Ouvrage précieux de réflexions tant au plan méthodologique que sociologique et politique. La misère du monde, à lire sans faute par les décideurs et les travailleurs sociaux québécois.
Bruno Deshaies
16 février 1994
Version légèrement remaniée: 28 janvier 1998; 11 août 1999
N .B. Une version légèrement différente a été publiée dans la revue Nuit Blanche / Le magazine du livre, no 56 (juin-juillet-août 1994), p. 36.
NOTE:
- D'un point de vue méthodologique, nous invitons le lecteur à lire le chapitre 8 : « Les techniques scientifiques d'enquête » in Bruno Deshaies, Méthodologie de la recherche en sciences humaines, Laval, Beauchemin, 1992.

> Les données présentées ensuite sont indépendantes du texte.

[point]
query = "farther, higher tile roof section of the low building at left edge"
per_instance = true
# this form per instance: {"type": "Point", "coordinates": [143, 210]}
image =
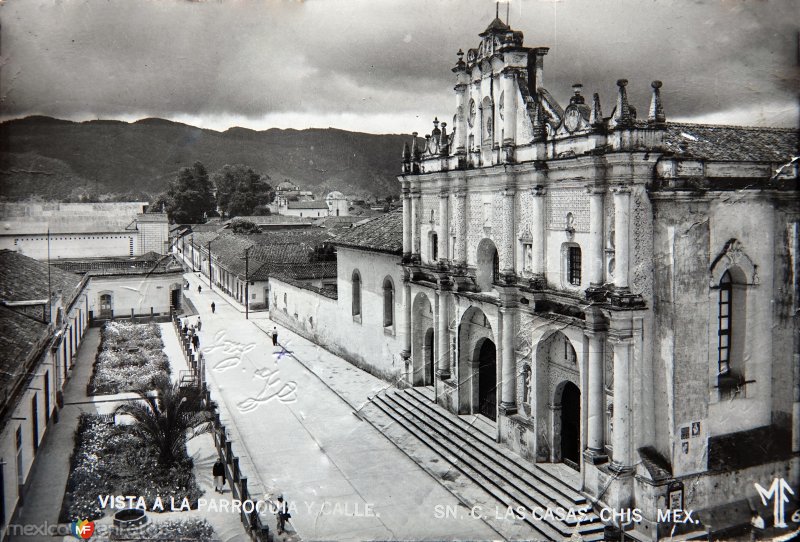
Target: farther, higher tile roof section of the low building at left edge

- Sur les processus de communication, nous recommandons la lecture de David K. Berlo, The Process of Communication, Toronto, Holt, Rinehart and Winston, 1960, vii + 318 p.
- Consulter l'article intéressant d'Edgar Morin dans Sociologie, Paris, Fayard, 1984 : « L'interview dans les sciences sociales et à la radio-télévision », p. 181-197.
SOURCE : Pierre Bourdieu, dir., La misère du monde. Paris, Seuil, 1993, 956 p., (coll. « Libre examen »).